Article

Duke Surgeon Assesses Mitral Valve Repair in Follow-Up Study

Mitral valve repair surgery at Fann Hospital (Dakar, Senegal).

Duke Chief of Cardiothoracic Surgery Peter K. Smith, MD, was co–first author of a follow-up report from a randomized trial examining the outcomes of ischemic mitral regurgitation when mitral valve repair is performed with coronary artery bypass grafting (CABG).

Published in the May 2016 issue of the New England Journal of Medicine, the trial results conclude that the addition of mitral valve repair in individuals undergoing CABG did not lead to significant differences in left ventricular reverse remodeling 2 years after the procedure when compared with CABG alone.

The multicenter trial involved 301 patients randomized to undergo CABG alone (n = 151) or CABG plus mitral valve repair (n = 150).

The end point of the original trial was the degree of left ventricular reverse remodeling as measured by the left ventricular end-systolic volume index on transthoracic echocardiography 1 year following randomization.

“Mitral valve repair provided a more durable correction of mitral regurgitation but did not significantly improve survival or reduce overall adverse events or readmissions,” the authors conclude.

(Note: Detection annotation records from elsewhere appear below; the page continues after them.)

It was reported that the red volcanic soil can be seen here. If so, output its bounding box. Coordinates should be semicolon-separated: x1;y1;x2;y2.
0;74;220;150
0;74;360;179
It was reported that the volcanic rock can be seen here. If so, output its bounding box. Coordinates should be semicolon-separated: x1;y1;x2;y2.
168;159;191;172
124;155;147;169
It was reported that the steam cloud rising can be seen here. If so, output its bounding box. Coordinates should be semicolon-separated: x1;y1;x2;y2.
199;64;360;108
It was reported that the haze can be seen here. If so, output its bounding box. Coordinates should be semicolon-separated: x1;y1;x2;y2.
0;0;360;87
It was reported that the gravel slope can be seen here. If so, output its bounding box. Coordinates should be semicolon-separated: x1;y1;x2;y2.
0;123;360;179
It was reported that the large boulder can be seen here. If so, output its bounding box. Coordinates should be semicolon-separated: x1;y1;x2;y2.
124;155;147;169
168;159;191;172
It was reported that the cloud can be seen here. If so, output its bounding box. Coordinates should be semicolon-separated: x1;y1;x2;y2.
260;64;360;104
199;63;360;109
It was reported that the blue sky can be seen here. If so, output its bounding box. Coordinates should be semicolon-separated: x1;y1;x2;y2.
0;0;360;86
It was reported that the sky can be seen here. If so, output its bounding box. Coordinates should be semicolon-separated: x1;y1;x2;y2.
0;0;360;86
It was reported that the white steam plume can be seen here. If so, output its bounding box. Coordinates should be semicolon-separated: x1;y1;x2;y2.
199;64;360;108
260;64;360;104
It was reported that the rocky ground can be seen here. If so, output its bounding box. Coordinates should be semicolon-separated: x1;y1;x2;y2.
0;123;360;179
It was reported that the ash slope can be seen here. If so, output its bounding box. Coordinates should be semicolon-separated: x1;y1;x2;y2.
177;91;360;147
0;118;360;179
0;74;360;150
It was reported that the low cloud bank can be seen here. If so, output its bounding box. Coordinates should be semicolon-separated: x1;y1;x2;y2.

They also report that the combined procedure resulted in increased serious neurologic adverse events and supraventricular arrhythmias during the first year of treatment.

Following myocardial infarction, approximately 10% of patients develop moderate ischemic mitral regurgitation, a condition associated with reduced survival rates. “Because patients with ischemic mitral regurgitation have multivessel coronary artery disease requiring revascularization, surgeons have to consider whether to add mitral valve repair to CABG,” the authors write.

Thoracic surgeons are divided about the management of moderate ischemic mitral regurgitation at the time of CABG. Some specialists support revascularization alone for moderate regurgitation because, as the article notes, “improvements in regional and global left ventricular function and geometry after CABG can substantially reduce the degree of mitral regurgitation.”

Others advocate restrictive mitral annuloplasty repair at the time of CABG to reduce mitral leakage, which can help reduce reverse modeling and lead to a decreased risk of heart failure.

However, the addition of mitral valve repair to CABG requires open-heart exposure with an increased duration of aortic cross-clamping and cardiopulmonary bypass, which can increase perioperative risk.